A description of your package
Project description
Janex: Ultimate Edition
I've realised that releasing multiple editions of Janex made things rather complicated for people to use the libraries, having to use a different library for a different method, also it's rather pointless me trying to maintain three or four individual libraries, so I've rewritten them to work inter-changeably and compiled them into this one singular library!
Please note this requires PyTorch, Spacy and NLTK to be installed, which will automatically install when using pip.
python3 -m pip install JanexUltimate
How to use
There are four flavours of Janex which are now bound into one library.
- Janex Python
- Janex PyTorch
- Janex Spacy
- Janex NLG
Janex Python
Tokenization
The tokenize(input_string) function tokenizes the input string into individual words, removing punctuation and converting all characters to lowercase.
Example usage:
from janex.janexpython import *
input_string = "Hello, this is a sample sentence."
words = tokenize(input_string)
print(words) # Output: ['hello', 'this', 'is', 'a', 'sample', 'sentence']
Word Stemming
The stem(input_word) function reduces a word to its base form by removing common suffixes.
Example usage:
input_word = "running"
stemmed_word = stem(input_word)
print(stemmed_word) # Output: "run"
String Vectorization
The string_vectorize(input_string) function converts a string into a numpy array of ASCII values representing each character.
Example usage:
input_string = "hello"
vector = string_vectorize(input_string)
print(vector) # Output: array([104, 101, 108, 108, 111])
Reshape Array Dimensions
The reshape_array_dimensions(array, dimensions) function reshapes the dimensions of a numpy array.
Example usage:
import numpy as np
array = np.array([1, 2, 3, 4, 5, 6])
new_dimensions = (2, 3)
reshaped_array = reshape_array_dimensions(array, new_dimensions)
print(reshaped_array) # Output: array([[1, 2, 3], [4, 5, 6]])
Cosine Similarity Calculation
The calculate_cosine_similarity(vector1, vector2) function calculates the cosine similarity between two numpy arrays.
Example usage:
import numpy as np
vector1 = np.array([1, 2, 3])
vector2 = np.array([4, 5, 6])
similarity = calculate_cosine_similarity(vector1, vector2)
print(similarity) # Output: 0.9746318461970762
Intent Classifier Toolkit
The IntentClassifier class provides functionality for intent classification based on pre-trained vectors and intents.
Example usage:
classifier = IntentClassifier()
classifier.set_vectorsfp("vectors.json")
classifier.set_intentsfp("intents.json")
classifier.set_dimensions((300, 300))
classifier.train_vectors()
input_string = "How can I reset my password?"
intent = classifier.classify(input_string)
print(intent) # Output: {'tag': 'password_reset', 'patterns': ['How can I reset my password?'], 'responses': ['You can reset your password by...']}
Janex PyTorch
The Janex PyTorch library provides tools for intent classification and response generation using PyTorch.
from JanexUltimate.janexpytorch import *
Initializing JanexPT
To initialize the JanexPT class, provide the file path to the intents JSON file.
janex_pt = JanexPT(intents_file_path)
Setting device
You can set the device for PyTorch operations (e.g., "cpu" or "cuda") using the set_device method.
janex_pt.set_device("cpu")
Comparing Patterns
To compare patterns and classify intents, use the pattern_compare method.
intent = janex_pt.pattern_compare(input_string)
print(intent)
Modifying data path
janex_pt.modify_data_path(new_path)
Training program
The library includes a training program that can be executed to train the model. Simply call the trainpt method.
janex_pt.trainpt()
Example
Here's an example of how to use the Janex PyTorch library:
from JanexUltimate import *
intents_file_path = "intents.json"
janex_pt = JanexPT(intents_file_path)
input_string = "How can I reset my password?"

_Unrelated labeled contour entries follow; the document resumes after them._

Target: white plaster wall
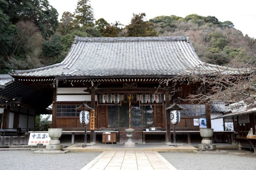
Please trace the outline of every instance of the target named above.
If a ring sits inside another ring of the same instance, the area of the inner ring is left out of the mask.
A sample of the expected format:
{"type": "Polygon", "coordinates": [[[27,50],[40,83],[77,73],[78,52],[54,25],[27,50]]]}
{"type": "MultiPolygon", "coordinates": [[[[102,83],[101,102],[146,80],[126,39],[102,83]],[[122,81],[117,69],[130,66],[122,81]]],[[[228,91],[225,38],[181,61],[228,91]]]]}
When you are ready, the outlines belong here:
{"type": "Polygon", "coordinates": [[[88,92],[84,91],[84,90],[87,89],[86,88],[73,87],[73,88],[58,88],[57,93],[58,94],[65,93],[84,93],[88,94],[88,92]]]}
{"type": "Polygon", "coordinates": [[[14,114],[10,112],[9,114],[9,122],[8,124],[8,128],[13,128],[13,121],[14,119],[14,114]]]}
{"type": "Polygon", "coordinates": [[[21,129],[27,128],[27,121],[28,116],[24,115],[19,115],[19,128],[21,129]]]}
{"type": "Polygon", "coordinates": [[[10,110],[15,111],[15,112],[19,111],[19,106],[12,106],[10,107],[10,110]]]}
{"type": "MultiPolygon", "coordinates": [[[[90,101],[91,95],[57,95],[57,101],[90,101]]],[[[95,101],[97,96],[95,95],[95,101]]]]}
{"type": "Polygon", "coordinates": [[[35,115],[35,111],[30,109],[29,109],[29,114],[33,115],[35,115]]]}
{"type": "Polygon", "coordinates": [[[34,116],[28,116],[28,126],[29,128],[33,128],[34,127],[35,117],[34,116]]]}
{"type": "MultiPolygon", "coordinates": [[[[211,113],[211,119],[219,116],[223,115],[222,113],[211,113]]],[[[222,118],[217,119],[211,120],[212,128],[213,131],[224,131],[223,128],[223,119],[222,118]]]]}
{"type": "Polygon", "coordinates": [[[20,112],[24,113],[27,114],[28,113],[28,109],[27,109],[24,108],[22,107],[20,107],[20,112]]]}

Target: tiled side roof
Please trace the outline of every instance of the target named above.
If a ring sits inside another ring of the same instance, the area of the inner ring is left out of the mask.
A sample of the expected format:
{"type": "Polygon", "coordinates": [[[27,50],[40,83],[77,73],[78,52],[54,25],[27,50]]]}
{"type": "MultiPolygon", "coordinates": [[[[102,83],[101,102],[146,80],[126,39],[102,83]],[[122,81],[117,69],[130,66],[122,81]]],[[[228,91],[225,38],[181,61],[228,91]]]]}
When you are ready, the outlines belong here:
{"type": "Polygon", "coordinates": [[[14,71],[25,76],[176,75],[187,67],[215,69],[202,62],[187,36],[76,37],[60,63],[32,70],[14,71]]]}
{"type": "Polygon", "coordinates": [[[211,112],[225,113],[230,112],[228,106],[225,103],[212,102],[211,103],[210,111],[211,112]]]}
{"type": "Polygon", "coordinates": [[[0,84],[5,84],[13,80],[13,78],[9,74],[0,74],[0,84]]]}

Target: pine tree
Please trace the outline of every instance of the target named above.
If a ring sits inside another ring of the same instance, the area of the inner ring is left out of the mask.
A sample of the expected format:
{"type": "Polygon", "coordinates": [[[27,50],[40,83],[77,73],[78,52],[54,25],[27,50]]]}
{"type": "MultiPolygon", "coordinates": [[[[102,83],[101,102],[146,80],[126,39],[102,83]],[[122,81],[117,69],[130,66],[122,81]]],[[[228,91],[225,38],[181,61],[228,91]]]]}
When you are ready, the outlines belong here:
{"type": "Polygon", "coordinates": [[[77,2],[73,23],[77,27],[93,27],[94,17],[89,0],[79,0],[77,2]]]}

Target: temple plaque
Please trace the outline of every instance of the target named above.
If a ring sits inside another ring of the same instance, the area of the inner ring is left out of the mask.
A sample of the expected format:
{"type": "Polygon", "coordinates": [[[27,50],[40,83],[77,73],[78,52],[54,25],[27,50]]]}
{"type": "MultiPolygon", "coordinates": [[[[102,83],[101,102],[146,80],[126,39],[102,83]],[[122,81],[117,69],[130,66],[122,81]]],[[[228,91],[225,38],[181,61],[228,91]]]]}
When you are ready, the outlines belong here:
{"type": "Polygon", "coordinates": [[[90,122],[90,130],[94,130],[95,111],[93,110],[91,111],[91,118],[90,122]]]}

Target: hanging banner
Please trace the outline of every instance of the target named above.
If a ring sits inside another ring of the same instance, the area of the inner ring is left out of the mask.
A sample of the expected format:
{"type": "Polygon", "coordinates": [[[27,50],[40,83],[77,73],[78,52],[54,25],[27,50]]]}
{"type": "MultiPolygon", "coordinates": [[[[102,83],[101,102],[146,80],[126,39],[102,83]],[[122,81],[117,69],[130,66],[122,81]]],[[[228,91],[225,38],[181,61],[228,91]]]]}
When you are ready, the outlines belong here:
{"type": "Polygon", "coordinates": [[[95,111],[94,110],[91,111],[91,119],[90,122],[90,130],[94,130],[95,111]]]}
{"type": "Polygon", "coordinates": [[[49,144],[51,138],[49,137],[48,132],[30,133],[28,140],[28,145],[36,145],[37,143],[43,143],[43,145],[49,144]]]}

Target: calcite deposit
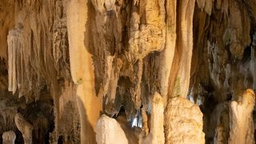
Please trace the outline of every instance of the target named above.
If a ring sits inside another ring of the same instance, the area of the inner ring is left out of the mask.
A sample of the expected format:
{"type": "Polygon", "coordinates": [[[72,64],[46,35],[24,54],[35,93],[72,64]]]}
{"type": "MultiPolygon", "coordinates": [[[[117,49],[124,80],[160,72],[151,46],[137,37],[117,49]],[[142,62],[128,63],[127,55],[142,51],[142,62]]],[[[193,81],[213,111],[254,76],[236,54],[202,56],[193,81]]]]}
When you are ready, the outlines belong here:
{"type": "Polygon", "coordinates": [[[0,142],[255,142],[255,0],[1,0],[0,142]]]}

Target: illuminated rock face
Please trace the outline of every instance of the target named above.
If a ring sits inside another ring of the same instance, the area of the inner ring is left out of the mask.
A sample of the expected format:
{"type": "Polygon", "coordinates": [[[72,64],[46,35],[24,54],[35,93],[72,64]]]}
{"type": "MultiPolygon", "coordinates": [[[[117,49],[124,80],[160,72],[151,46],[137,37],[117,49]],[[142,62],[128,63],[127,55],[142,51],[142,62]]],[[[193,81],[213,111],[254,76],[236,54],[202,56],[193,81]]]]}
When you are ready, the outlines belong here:
{"type": "Polygon", "coordinates": [[[14,144],[16,134],[13,130],[4,132],[2,135],[2,144],[14,144]]]}
{"type": "Polygon", "coordinates": [[[96,142],[98,144],[128,144],[126,136],[119,123],[106,115],[102,115],[97,122],[96,142]]]}
{"type": "Polygon", "coordinates": [[[0,0],[0,134],[252,143],[255,18],[254,0],[0,0]]]}
{"type": "Polygon", "coordinates": [[[27,122],[21,114],[15,115],[15,124],[18,130],[22,134],[25,144],[32,144],[32,130],[33,126],[27,122]]]}
{"type": "Polygon", "coordinates": [[[230,132],[229,143],[254,143],[253,110],[255,105],[254,90],[246,90],[239,102],[230,103],[230,132]]]}
{"type": "Polygon", "coordinates": [[[205,143],[202,132],[202,114],[199,107],[182,97],[170,99],[166,122],[166,143],[205,143]]]}

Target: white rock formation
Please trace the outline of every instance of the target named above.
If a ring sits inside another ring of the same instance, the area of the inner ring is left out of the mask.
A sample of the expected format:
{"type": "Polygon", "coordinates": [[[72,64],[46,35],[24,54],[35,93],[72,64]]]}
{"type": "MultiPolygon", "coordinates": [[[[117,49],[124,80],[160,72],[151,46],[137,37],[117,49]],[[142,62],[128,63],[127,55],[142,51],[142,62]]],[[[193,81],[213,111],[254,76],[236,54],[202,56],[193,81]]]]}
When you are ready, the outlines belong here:
{"type": "Polygon", "coordinates": [[[241,102],[232,101],[230,112],[230,144],[254,143],[253,110],[255,105],[254,90],[246,90],[241,102]]]}
{"type": "Polygon", "coordinates": [[[182,97],[170,98],[165,113],[166,143],[205,143],[202,114],[199,107],[182,97]]]}
{"type": "Polygon", "coordinates": [[[105,114],[102,115],[97,122],[96,142],[98,144],[128,144],[119,123],[105,114]]]}
{"type": "Polygon", "coordinates": [[[2,144],[14,144],[16,134],[13,130],[6,131],[2,134],[2,144]]]}
{"type": "Polygon", "coordinates": [[[158,93],[155,92],[152,100],[150,132],[142,144],[165,143],[163,111],[164,100],[158,93]]]}
{"type": "Polygon", "coordinates": [[[14,122],[18,130],[22,134],[24,143],[32,144],[33,126],[19,113],[15,115],[14,122]]]}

intent = janex_pt.pattern_compare(input_string)
print(intent)
Janex Spacy
The JanexSpacy library provides tools for intent classification and response generation using spaCy.
Importing the Library
from JanexUltimate.janexspacy import *
Create an instance
Before anything else, you need to create an instance of the IntentMatcher class. (If you do not have one made already, the program will automatically download a pre-written file created by @SoapDoesCode - big thanks to her for their intents file!)
intents_file_path = "./intents.json"
thesaurus_file_path = "./thesaurus.json"
vectors_file_path = "./vectors.json"
matcher = JanexSpacy(intents_file_path, thesaurus_file_path, vectors_file_path)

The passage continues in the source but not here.